Il me semble que la Thaï­lande m’ap­pelle encore… Tout est prêt, tout est déjà bou­clé. Billets d’a­vion, valise, appa­reil pho­to, car­nets, enre­gis­treur, pas grand-chose à se mettre sur le dos, une brosse à dent et quelques bahts en poche. C’est la troi­sième fois que je pars dans cet autre bout du monde, alors la peur des ter­ri­toires incon­nus, je la laisse à la maison.

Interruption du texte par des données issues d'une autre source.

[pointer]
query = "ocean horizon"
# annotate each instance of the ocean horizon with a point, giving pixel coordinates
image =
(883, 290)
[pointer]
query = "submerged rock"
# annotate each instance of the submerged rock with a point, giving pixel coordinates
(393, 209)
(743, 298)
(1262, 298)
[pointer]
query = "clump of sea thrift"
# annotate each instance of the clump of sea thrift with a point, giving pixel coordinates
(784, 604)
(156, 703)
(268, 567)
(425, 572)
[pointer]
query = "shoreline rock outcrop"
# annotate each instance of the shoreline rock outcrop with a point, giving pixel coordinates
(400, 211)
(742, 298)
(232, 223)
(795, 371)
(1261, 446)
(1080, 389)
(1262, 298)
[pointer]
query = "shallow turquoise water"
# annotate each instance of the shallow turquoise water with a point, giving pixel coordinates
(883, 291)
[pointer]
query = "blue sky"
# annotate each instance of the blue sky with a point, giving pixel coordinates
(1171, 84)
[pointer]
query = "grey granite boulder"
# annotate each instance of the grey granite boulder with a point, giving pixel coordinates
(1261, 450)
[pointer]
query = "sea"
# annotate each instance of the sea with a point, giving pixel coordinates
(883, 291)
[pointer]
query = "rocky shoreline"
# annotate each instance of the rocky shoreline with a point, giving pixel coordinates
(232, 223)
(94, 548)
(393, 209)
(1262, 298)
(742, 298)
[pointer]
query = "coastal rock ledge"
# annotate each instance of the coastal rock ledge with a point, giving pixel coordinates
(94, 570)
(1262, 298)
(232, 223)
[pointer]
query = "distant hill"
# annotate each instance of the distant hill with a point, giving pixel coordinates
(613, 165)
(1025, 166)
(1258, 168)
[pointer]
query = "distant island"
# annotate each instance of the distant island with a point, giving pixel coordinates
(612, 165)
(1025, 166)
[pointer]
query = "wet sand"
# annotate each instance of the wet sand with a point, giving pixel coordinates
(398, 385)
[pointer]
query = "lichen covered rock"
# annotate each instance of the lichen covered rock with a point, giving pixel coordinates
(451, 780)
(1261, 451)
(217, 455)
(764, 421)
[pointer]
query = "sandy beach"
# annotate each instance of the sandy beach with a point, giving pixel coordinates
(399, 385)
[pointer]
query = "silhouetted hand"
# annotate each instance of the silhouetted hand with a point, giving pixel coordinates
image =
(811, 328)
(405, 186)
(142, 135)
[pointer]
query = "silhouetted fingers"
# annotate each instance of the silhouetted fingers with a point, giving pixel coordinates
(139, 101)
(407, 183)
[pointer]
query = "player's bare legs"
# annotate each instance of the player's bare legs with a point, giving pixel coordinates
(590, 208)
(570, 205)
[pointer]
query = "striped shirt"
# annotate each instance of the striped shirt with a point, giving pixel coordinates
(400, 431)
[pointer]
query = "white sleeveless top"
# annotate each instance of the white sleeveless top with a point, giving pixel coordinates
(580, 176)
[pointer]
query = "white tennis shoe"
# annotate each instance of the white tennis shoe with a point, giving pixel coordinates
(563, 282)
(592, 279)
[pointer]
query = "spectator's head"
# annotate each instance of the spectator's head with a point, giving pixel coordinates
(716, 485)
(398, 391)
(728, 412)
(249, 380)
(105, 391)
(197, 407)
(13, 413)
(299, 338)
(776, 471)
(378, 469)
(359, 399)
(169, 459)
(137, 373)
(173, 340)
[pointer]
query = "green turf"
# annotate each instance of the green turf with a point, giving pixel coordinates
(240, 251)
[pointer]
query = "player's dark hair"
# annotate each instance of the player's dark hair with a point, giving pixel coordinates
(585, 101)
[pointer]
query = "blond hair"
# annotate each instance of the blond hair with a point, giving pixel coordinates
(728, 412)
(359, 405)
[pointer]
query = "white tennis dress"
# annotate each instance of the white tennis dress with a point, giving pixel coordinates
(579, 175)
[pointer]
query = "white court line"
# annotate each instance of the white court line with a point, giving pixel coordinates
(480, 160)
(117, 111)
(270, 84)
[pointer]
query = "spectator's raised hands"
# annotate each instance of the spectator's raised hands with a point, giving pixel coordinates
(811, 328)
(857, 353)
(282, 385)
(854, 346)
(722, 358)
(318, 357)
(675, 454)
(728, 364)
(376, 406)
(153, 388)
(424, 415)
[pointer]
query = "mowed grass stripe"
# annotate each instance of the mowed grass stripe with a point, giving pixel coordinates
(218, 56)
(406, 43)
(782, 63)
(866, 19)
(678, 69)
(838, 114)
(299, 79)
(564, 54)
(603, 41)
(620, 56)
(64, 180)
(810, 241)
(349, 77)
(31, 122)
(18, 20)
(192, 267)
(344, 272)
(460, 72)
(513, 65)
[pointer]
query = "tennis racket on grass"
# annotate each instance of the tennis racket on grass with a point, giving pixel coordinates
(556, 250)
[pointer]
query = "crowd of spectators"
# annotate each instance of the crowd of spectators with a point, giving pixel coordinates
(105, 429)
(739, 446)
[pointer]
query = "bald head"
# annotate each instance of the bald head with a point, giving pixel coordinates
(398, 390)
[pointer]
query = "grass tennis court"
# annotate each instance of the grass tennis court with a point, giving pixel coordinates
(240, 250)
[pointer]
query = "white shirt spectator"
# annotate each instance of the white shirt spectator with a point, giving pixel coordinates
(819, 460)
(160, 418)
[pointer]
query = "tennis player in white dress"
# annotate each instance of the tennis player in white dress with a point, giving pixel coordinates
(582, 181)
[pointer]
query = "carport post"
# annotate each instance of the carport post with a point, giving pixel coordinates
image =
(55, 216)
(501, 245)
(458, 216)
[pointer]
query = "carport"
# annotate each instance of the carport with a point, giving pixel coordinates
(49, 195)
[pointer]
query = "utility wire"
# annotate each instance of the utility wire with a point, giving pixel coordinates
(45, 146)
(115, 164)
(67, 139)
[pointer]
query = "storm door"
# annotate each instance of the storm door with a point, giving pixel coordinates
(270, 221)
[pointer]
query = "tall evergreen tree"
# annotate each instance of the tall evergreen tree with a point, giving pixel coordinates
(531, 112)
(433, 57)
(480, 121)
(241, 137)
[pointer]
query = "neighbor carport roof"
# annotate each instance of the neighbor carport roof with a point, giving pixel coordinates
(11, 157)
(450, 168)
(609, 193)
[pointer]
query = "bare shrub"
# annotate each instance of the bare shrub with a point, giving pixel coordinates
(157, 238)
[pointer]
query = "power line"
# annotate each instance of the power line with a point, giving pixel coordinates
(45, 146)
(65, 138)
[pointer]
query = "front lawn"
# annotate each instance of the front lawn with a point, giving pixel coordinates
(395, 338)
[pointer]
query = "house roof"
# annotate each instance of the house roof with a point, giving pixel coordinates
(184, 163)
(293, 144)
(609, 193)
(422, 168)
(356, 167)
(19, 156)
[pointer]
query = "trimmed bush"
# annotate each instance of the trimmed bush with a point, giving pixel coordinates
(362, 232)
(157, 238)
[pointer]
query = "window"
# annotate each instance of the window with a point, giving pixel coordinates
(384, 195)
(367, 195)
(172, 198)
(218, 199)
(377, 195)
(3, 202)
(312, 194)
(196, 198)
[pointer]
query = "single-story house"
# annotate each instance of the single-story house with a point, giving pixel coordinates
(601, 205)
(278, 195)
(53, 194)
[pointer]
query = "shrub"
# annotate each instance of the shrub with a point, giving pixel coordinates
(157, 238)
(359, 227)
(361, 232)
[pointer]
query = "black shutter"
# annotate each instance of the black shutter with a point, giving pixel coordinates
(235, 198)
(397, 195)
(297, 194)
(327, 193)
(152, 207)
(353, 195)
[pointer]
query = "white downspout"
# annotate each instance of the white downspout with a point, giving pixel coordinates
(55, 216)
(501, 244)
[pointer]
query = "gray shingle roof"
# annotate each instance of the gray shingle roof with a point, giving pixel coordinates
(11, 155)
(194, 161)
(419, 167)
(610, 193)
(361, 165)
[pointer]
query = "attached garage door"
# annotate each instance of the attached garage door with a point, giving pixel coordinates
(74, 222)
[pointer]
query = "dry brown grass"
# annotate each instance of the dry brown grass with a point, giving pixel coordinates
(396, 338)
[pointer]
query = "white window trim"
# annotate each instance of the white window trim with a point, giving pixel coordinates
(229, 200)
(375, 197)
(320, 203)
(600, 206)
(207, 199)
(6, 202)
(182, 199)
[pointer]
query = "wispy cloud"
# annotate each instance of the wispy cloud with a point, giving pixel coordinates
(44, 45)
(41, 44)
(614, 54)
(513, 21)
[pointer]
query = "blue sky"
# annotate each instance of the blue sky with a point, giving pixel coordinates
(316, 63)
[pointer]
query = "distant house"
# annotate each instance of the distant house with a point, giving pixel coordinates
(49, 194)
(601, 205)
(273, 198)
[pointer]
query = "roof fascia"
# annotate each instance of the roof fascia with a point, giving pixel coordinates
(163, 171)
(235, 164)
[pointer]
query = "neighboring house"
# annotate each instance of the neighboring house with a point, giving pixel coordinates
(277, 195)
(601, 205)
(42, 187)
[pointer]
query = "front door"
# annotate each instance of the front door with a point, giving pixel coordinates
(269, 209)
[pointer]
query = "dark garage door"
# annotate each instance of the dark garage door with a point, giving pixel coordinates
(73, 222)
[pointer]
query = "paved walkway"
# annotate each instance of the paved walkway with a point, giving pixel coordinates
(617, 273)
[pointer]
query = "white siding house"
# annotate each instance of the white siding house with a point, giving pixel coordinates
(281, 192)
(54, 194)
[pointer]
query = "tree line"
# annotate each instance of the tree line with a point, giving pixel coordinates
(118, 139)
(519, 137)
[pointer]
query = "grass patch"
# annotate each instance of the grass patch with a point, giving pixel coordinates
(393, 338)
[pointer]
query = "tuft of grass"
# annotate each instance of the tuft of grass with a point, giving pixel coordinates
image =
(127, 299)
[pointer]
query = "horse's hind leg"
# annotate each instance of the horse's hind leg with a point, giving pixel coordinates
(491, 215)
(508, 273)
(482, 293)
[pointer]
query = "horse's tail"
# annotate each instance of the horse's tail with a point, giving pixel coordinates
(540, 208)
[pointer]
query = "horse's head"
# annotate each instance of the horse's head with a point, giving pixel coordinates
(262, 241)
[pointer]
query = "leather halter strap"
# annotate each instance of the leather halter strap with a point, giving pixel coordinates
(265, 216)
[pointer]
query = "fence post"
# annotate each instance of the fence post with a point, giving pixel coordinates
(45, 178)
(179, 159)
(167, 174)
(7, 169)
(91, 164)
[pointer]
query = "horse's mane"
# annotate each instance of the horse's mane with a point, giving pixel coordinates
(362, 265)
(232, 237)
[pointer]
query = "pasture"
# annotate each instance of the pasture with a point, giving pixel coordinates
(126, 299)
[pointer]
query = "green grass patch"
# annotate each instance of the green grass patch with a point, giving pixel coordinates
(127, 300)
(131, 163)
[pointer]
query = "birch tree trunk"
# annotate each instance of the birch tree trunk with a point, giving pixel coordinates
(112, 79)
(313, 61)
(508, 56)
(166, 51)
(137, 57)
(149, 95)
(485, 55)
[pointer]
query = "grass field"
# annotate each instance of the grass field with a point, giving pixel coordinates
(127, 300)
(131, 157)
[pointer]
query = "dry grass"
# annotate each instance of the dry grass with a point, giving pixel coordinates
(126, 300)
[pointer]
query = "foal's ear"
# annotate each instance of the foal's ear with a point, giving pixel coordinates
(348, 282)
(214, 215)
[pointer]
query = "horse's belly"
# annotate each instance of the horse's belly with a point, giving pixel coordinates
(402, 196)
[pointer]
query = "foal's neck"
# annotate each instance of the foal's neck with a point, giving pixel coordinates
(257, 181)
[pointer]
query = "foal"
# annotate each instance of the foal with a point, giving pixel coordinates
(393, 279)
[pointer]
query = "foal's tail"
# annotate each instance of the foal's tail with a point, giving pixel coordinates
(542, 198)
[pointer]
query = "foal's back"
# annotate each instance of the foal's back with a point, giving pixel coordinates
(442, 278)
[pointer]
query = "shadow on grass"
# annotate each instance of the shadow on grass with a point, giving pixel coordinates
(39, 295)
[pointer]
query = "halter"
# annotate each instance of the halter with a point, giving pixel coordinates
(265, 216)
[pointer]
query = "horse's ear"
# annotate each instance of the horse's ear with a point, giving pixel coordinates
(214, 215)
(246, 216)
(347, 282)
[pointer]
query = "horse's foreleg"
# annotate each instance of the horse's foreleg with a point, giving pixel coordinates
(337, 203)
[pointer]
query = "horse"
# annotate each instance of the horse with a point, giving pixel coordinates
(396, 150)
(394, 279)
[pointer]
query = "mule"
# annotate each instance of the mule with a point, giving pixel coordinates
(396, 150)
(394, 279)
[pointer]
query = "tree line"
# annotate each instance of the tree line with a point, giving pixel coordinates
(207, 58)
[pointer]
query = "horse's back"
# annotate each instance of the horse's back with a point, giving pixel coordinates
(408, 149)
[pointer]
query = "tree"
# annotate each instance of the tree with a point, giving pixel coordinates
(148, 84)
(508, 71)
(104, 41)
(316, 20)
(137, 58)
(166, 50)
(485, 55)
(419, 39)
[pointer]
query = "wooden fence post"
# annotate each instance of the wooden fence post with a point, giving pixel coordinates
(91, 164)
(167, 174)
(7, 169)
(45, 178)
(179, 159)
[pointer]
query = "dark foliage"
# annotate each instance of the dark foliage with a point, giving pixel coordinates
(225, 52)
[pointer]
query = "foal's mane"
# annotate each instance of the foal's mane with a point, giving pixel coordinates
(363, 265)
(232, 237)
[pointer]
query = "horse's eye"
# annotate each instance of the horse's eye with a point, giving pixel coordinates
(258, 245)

Je pars de Rois­sy, ter­mi­nal 2A porte A43, vol sur un Air­bus A330-300 d’O­man Air. C’est la pre­mière fois que je vais faire escale à Mas­cate. Dans l’a­vion, il fait déjà chaud, et il flotte une légère odeur d’al­cool. Cer­tai­ne­ment mon voi­sin qui me demande en anglais s’il peut prendre la place près de l’al­lée ; il est mal à l’aise, angois­sé. Je com­prends qu’il ne veuille pas se mettre près du hublot… d’au­tant que je suis en queue d’a­vion, là où ça secoue le plus. Vol WY132. Je com­mence à sen­tir l’anes­thé­sie tom­ber ; mon ren­dez-vous chez le den­tiste n’é­tait peut-être pas une bonne idée mais au moins je suis cer­tain de ne pas avoir de pro­blèmes là-bas, alors je me cale dans mon fau­teuil en sen­tant mes lèvres reprendre leurs sen­sa­tions, ma joue se tendre à nou­veau et j’a­vale de quoi faire pas­ser une éven­tuelle dou­leur qui pour­rait se réveiller. A 21h13, l’a­vion quitte la taxi puis décolle dans la nuit qui avance, un décol­lage tout en dou­ceur. Il tra­verse la plaque de nuages gris mais laisse voir comme des déco­ra­tions de Noël posées sur le soleil noir de cette terre qui s’é­loigne. Des des­sins espa­cés d’une jolie cou­leur tapissent le sol tan­dis que je m’en­vole vers Mas­cate, la cha­leur et le matin. Je sais que dor­mir cette nuit va être com­pli­qué pour moi, je ne peux pas dor­mir assis.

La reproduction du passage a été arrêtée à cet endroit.